Anastasie hocha la tête, se souvenant de la peur qu’elle avait ressentie l’an passé lorsque sa propre mère avait eu des problèmes cardiaques. Elle avait alors dû assurer les soins en alternance avec sa sœur.
Elle proposa de conduire Gennadi à l’hôpital, mais il refusa, affirmant que sa sœur viendrait le chercher le lendemain pour se rendre ensemble à l’hôpital.
Olga resta hospitalisée une semaine. Gennadi et sa sœur aînée Nina lui rendirent visite, tout comme son frère aîné Artiom et sa femme Larissa.
Anastasie préparait les repas pour la malade. Olga refusait la nourriture de l’hôpital, exigeant bouillon de poulet maison, boulettes vapeur et plats frais.
Après le travail, Anastasie allait au marché choisir les tomates les plus mûres pour la salade de sa belle-mère.
Parfois, elle accompagnait son mari à l’hôpital, mais ne pénétrait jamais dans la chambre, de peur de déranger les autres patients.
« Bientôt maman pourra sortir, » annonça un soir Gennadi. « Nous pouvons enfin respirer. »
« Oui, le pire est passé, » soupira Anastasie. Mais Olga aurait encore besoin de soins constants.
« Aucun problème, » haussa les épaules Gennadi. « J’ai dit à Nina que tu pourrais préparer les repas la veille, aller voir maman le matin avant le travail et le soir quelques heures. Pour la toilette, les médicaments, tu t’arrangeras. »
Anastasie mit quelques instants à comprendre : son mari venait de lui confier la responsabilité de sa mère.
« Gena, chuchota-t-elle, je travaille moi aussi. Les soins doivent être réguliers, deux fois par jour minimum, pas une fois par semaine ! »
« Bien sûr que je comprends ! » répondit-il, satisfait de lui-même.
Anastasie bondit, marchant nerveusement dans la pièce. Elle n’aimait pas les conflits, mais refusait d’être exploitée.
« L’an dernier, avec ma mère, rappelle-toi, nous avons alterné pour les repas, le ménage, les massages. C’était épuisant ! »
« Je sais, mon amour, » répondit Gennadi chaleureusement. « C’est pour ça que je suis sûr que tu peux le faire. J’ai dit à Nina et Artiom que ma femme est une perle, presque une aide-soignante professionnelle. »
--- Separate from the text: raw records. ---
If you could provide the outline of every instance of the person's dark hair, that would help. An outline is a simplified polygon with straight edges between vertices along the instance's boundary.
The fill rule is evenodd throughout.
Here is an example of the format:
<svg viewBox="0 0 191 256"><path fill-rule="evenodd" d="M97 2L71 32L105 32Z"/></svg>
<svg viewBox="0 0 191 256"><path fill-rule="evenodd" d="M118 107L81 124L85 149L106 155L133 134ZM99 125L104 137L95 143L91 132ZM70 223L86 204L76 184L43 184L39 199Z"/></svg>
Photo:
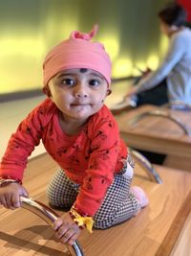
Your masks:
<svg viewBox="0 0 191 256"><path fill-rule="evenodd" d="M169 26L180 27L186 24L187 13L179 4L169 3L158 13L159 19Z"/></svg>

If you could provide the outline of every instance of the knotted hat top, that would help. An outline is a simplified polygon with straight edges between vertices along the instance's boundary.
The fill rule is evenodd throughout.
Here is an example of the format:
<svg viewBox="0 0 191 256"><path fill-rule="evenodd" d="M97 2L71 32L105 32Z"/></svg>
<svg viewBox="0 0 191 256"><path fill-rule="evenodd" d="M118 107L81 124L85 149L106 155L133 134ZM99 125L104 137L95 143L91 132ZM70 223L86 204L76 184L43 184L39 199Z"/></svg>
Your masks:
<svg viewBox="0 0 191 256"><path fill-rule="evenodd" d="M68 39L54 46L46 56L43 63L43 84L58 72L73 68L87 68L99 72L111 83L112 62L104 45L92 42L96 35L97 25L89 33L74 31Z"/></svg>

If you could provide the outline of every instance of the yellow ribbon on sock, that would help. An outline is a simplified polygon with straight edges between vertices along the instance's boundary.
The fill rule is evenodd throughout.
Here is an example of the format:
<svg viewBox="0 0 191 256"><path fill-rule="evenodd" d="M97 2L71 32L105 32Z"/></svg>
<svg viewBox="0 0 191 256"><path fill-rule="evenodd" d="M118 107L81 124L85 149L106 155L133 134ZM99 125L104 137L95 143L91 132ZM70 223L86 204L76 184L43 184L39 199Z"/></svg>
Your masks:
<svg viewBox="0 0 191 256"><path fill-rule="evenodd" d="M78 226L85 226L90 233L93 232L94 220L92 217L82 217L73 207L70 212L74 217L74 221L76 221Z"/></svg>

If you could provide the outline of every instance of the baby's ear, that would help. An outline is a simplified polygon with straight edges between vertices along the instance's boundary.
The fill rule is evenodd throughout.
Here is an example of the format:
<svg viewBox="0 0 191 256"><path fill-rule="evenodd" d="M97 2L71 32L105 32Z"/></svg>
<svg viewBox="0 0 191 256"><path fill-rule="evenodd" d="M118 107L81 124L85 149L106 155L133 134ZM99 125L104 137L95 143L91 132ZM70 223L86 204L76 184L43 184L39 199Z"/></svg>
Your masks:
<svg viewBox="0 0 191 256"><path fill-rule="evenodd" d="M107 89L107 96L110 95L112 93L111 89Z"/></svg>
<svg viewBox="0 0 191 256"><path fill-rule="evenodd" d="M49 98L52 97L52 95L51 95L51 91L50 91L50 88L49 88L48 85L46 85L46 86L43 88L43 92L44 92L44 94L46 94Z"/></svg>

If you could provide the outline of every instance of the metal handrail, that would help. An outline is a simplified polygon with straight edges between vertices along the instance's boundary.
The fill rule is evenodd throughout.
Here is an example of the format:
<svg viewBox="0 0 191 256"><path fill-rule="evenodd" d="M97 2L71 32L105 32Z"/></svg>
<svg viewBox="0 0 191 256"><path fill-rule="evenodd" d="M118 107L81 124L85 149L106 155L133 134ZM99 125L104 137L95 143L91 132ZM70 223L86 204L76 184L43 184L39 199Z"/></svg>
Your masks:
<svg viewBox="0 0 191 256"><path fill-rule="evenodd" d="M138 121L139 121L140 119L142 119L146 116L160 116L160 117L170 119L174 123L176 123L179 127L180 127L183 129L183 131L185 132L185 134L187 134L188 136L191 136L191 130L189 130L186 128L186 126L184 124L182 124L179 118L177 118L176 116L172 115L171 113L169 113L167 111L160 110L160 109L156 109L156 110L151 110L151 111L140 113L140 114L133 117L132 119L130 119L128 121L128 123L130 125L135 125Z"/></svg>
<svg viewBox="0 0 191 256"><path fill-rule="evenodd" d="M143 154L138 152L138 151L130 149L130 151L131 151L131 154L134 157L135 161L138 161L140 164L140 166L143 168L143 170L146 172L150 180L155 181L159 184L161 184L162 180L161 180L159 175L155 170L153 165L149 162L149 160Z"/></svg>
<svg viewBox="0 0 191 256"><path fill-rule="evenodd" d="M53 211L51 208L49 208L48 206L39 201L33 200L32 198L20 197L20 201L22 208L25 208L30 212L32 212L35 215L39 216L52 227L54 221L56 221L59 218L59 215L54 211ZM79 245L79 243L77 241L75 241L72 246L67 244L66 246L72 256L84 256L81 246Z"/></svg>

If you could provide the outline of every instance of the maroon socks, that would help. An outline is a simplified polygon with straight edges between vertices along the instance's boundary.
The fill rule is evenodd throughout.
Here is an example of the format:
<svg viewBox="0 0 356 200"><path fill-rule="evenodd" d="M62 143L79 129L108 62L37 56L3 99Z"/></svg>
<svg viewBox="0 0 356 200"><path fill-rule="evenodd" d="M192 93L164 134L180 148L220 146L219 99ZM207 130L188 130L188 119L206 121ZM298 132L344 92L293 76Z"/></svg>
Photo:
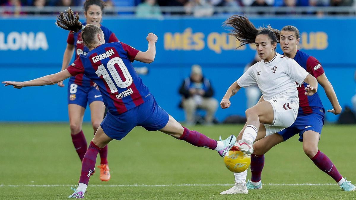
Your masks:
<svg viewBox="0 0 356 200"><path fill-rule="evenodd" d="M82 164L82 173L79 183L88 184L90 174L95 168L96 156L100 150L100 148L94 144L92 141L90 142L89 147L84 156Z"/></svg>
<svg viewBox="0 0 356 200"><path fill-rule="evenodd" d="M75 148L75 151L77 151L80 160L83 162L83 158L87 152L87 140L83 133L83 131L80 131L80 132L75 135L70 134L70 136L72 136L72 140L74 144L74 147Z"/></svg>
<svg viewBox="0 0 356 200"><path fill-rule="evenodd" d="M216 148L218 142L216 140L210 139L198 131L190 131L184 127L183 128L183 135L178 140L184 140L196 147L203 147L213 150Z"/></svg>
<svg viewBox="0 0 356 200"><path fill-rule="evenodd" d="M251 181L257 183L261 180L261 174L265 166L265 155L251 155Z"/></svg>
<svg viewBox="0 0 356 200"><path fill-rule="evenodd" d="M336 182L339 182L342 178L336 167L333 162L325 154L320 151L314 157L311 159L319 169L331 177Z"/></svg>
<svg viewBox="0 0 356 200"><path fill-rule="evenodd" d="M95 132L94 132L94 135ZM108 145L101 149L99 154L100 154L100 164L108 164Z"/></svg>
Cette remarque fit monter la colère d’Anastasie. Ainsi, voilà comment son mari la voyait ? Et sa famille approuvait joyeusement ce rôle ?
« Non, mon amour, je ne suis pas une aide-soignante ! » souffla-t-elle. Olga n’est pas ma mère, et elle a ses trois enfants : toi, Nina et Artiom. Et Artiom a une femme !
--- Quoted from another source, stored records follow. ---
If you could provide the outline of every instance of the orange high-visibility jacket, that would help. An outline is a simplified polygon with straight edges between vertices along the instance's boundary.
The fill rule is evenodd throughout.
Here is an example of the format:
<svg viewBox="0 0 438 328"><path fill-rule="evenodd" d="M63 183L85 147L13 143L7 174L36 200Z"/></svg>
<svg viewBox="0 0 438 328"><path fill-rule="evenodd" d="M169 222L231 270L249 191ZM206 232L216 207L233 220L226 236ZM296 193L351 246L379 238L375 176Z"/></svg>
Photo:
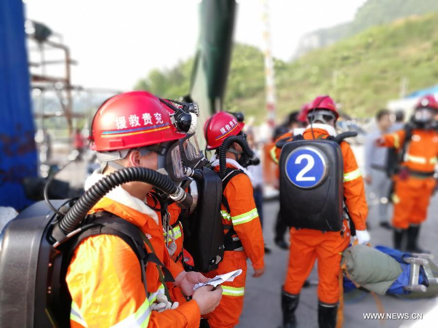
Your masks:
<svg viewBox="0 0 438 328"><path fill-rule="evenodd" d="M276 164L278 164L278 160L280 158L280 153L281 152L281 148L278 148L275 147L275 144L282 139L286 138L289 138L293 136L293 134L292 132L289 132L281 135L280 137L275 139L274 147L271 149L270 152L271 158L274 163ZM277 169L275 170L275 176L277 177L277 179L280 178L280 169L278 167L277 167Z"/></svg>
<svg viewBox="0 0 438 328"><path fill-rule="evenodd" d="M176 276L182 269L169 257L161 225L150 216L122 204L123 200L120 201L104 197L91 212L105 210L138 226L150 241L160 260ZM151 251L148 247L147 250ZM146 276L147 295L138 259L118 237L99 235L83 241L74 251L66 277L73 299L72 327L199 326L201 313L195 301L161 313L150 311L149 305L158 294L164 293L164 287L154 264L147 264Z"/></svg>
<svg viewBox="0 0 438 328"><path fill-rule="evenodd" d="M383 147L401 149L406 140L406 131L400 130L383 136ZM420 172L433 172L438 158L438 132L414 129L406 150L402 165Z"/></svg>
<svg viewBox="0 0 438 328"><path fill-rule="evenodd" d="M146 203L155 208L157 210L156 211L157 214L159 216L161 217L161 214L160 210L161 207L160 203L156 202L150 195L148 195L146 197ZM182 229L182 225L181 223L179 223L177 225L175 224L178 222L178 218L181 213L181 208L176 203L172 203L167 206L167 211L170 216L169 220L169 225L175 225L173 228L170 227L169 230L169 234L176 240L175 242L177 246L176 251L175 251L175 253L173 255L170 256L175 260L182 251L182 245L184 242L184 234ZM164 236L164 240L165 240L166 236L165 232L163 232L163 235ZM169 242L171 242L171 240L169 238ZM178 261L177 263L181 264L180 261ZM181 265L182 265L182 264Z"/></svg>
<svg viewBox="0 0 438 328"><path fill-rule="evenodd" d="M321 138L320 136L322 135L322 138L325 138L328 135L325 130L319 128L314 128L313 133L315 138ZM288 132L280 136L277 141L292 135ZM310 128L306 129L303 137L306 139L313 138ZM347 142L344 142L341 143L340 146L344 158L344 195L346 198L346 205L356 228L357 230L365 230L368 207L365 198L364 180L350 145ZM277 163L278 162L281 152L281 149L276 147L273 151L273 157L275 158ZM320 231L315 231L320 233Z"/></svg>
<svg viewBox="0 0 438 328"><path fill-rule="evenodd" d="M228 163L227 167L236 168ZM214 170L218 172L219 167L215 167ZM222 224L233 225L237 237L242 242L243 251L251 260L253 267L255 269L264 267L263 235L250 178L243 173L233 177L225 187L223 195L228 203L230 213L227 211L223 204L221 205Z"/></svg>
« Anastasie, mais voyons, » s’exclama Gennadi. « Nous ne pourrons pas aider maman si nous ne prenons pas cette responsabilité. Le médecin a dit que beaucoup dépend de nous. »
« De vous, répondit-elle, pas de moi ! »
Gennadi secoua la tête, incrédule :
« Je ne m’attendais pas à tant d’indifférence ! Nina a un fils de dix ans, elle doit l’aider avec les devoirs et travaille elle-même. Artiom et Larissa ont aussi des enfants. »
« Je travaille moi aussi, » rappela Anastasie. « Et n’oublie pas notre fils Vanya ! »
« Je n’ai rien oublié, » marmonna Gennadi, visiblement irrité.
Il tenta de la culpabiliser, rappelant que sa mère avait un estomac fragile et qu’Anastasie était la mieux placée pour préparer un bouillon frais.
« Nina et Larissa s’en sortiront très bien, » assura-t-elle. « Pour toi et Artiom, je vous imprimerai les recettes. Vous pourrez gérer ! »
Anastasie était en colère. Lorsque sa mère revint de l’hôpital, elle et sa sœur prirent soin d’elle sans discuter.
Dans la famille de Gennadi, la situation était différente.
« Écoute, mon amour, » dit Gennadi fatigué de débattre, « Artiom et Nina ont tout discuté, aucun problème ! Et toi, tu brises nos plans ! »
« Dommage si je brise, » répondit lentement Anastasie. « Mais vous ne m’avez pas consultée ! »
« Il n’y avait rien à discuter ! » protesta Gennadi. « Ils ont des enfants, un travail. Toi, en plus, tu auras bientôt des vacances. »
Anastasie sourit tristement. Elle rêvait de passer deux semaines avec son fils, à la campagne ou au Caucase, et de visiter la maison de sa mère.
« Le Caucase, la maison de maman… » dit Gennadi avec un léger mépris.
– Non, mon amour, je ne suis pas une aide-soignante ! murmura Anastasie entre ses dents.